My first thought is never my best thought. My first thought is always someone else’s; it’s always what I’ve already heard about the subject, always the conventional wisdom. It’s only by concentrating, sticking to the question, being patient, letting all the parts of my mind come into play that I arrive at an original idea. By giving my brain a chance to make associations, draw connections, take me by surprise. And often even that idea doesn’t turn out to be very good. I need time to make mistakes and recognize them, to make false starts and correct them, to outlast my impulses, to defeat my desire to declare the job done and move on to the next thing.
I used to have students who bragged to me about how fast they wrote their papers. I would tell them that the great German novelist Thomas Mann said that a writer is someone for whom writing is more difficult than it is for other people. The best writers write much more slowly than everyone else, and the better they are, the slower they write. James Joyce wrote Ulysses, the greatest novel of the 20th century, at the rate of about a hundred words a day for seven years. T.S. Eliot, one of the greatest poets our country has ever produced, wrote about 150 pages of poetry over the course of his entire 25-year career. That’s half a page a month. So it is with any other form of thought. You do your best thinking by slowing down and concentrating.
Concentration. Think about what the word means. It means gathering yourself together into a single point rather than letting yourself be dispersed everywhere into a cloud of electronic and social input. It seems to me that Facebook and Twitter and YouTube—and just so you don’t think this is a generational thing, television and radio and magazines and even newspapers—are all ultimately just an elaborate excuse to run away from yourself. To avoid the difficult and troubling questions that being human throws in your way: Am I doing the right thing with my life? Do I believe the things I was taught as a child? What do the words I live by—words like duty, honor, and country—really mean? Am I happy?

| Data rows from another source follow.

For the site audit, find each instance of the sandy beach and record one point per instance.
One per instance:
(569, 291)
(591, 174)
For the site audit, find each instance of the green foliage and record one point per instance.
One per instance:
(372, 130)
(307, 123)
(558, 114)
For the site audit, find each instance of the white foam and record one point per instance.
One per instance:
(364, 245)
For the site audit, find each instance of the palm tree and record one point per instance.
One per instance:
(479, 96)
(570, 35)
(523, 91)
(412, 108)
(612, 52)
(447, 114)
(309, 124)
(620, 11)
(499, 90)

What caused me to wonder about the relevance of this to our field is this: learning how to play an instrument is one of the very few human endeavors left which is self-evidently resistant to multitasking. It is virtually impossible to practice and do anything else. It is absolutely impossible to practice productively and do anything else, and most musicians know it and don’t even try. And, of course, practicing is inherently a solitary activity; anyone who has learned to play an instrument to a professional standard has spent thousands upon thousands of hours in self-imposed solitary. Do these two facts have implications for musicians? Do they have implications for the culture of orchestras?

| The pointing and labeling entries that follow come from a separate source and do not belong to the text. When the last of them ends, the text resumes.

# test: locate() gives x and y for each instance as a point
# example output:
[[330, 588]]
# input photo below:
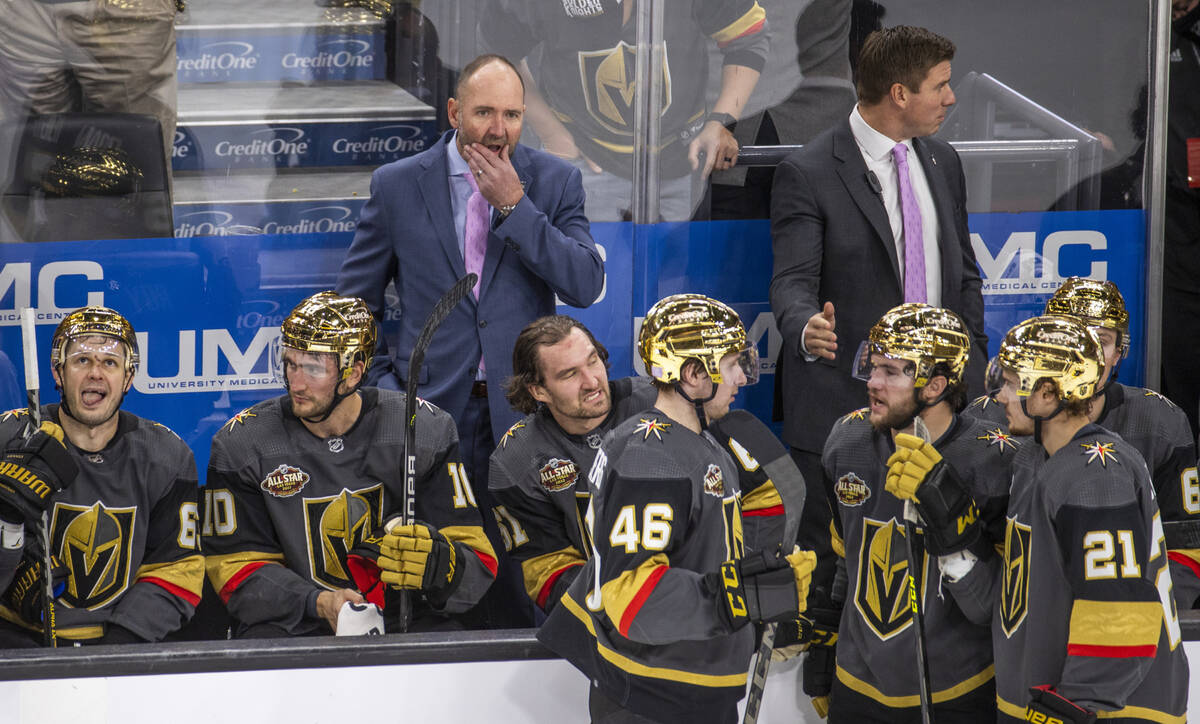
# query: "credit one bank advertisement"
[[207, 309]]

They might. Orchestras are far more resistant than most other forms of “entertainment” to the idea of letting the audience multitask, for one thing – certainly more resistant than sports. Given that most people involved in the operation of orchestras are, or were, serious musicians at one point, there might be a deep bias against letting the audience do anything but pay attention to nothing but the performance, while at the same time believing – as sports teams obviously don’t – that the performance should be enough, all by itself, to keep the audience engaged.
But I wonder if musicians’ deep experience of solitary concentration affects them in other ways as well. Are musicians becoming different from everyone else because no one else has ever not multitasked their way through life, or done much of anything by themselves? Does that put musicians at an advantage, or a disadvantage, or some of both?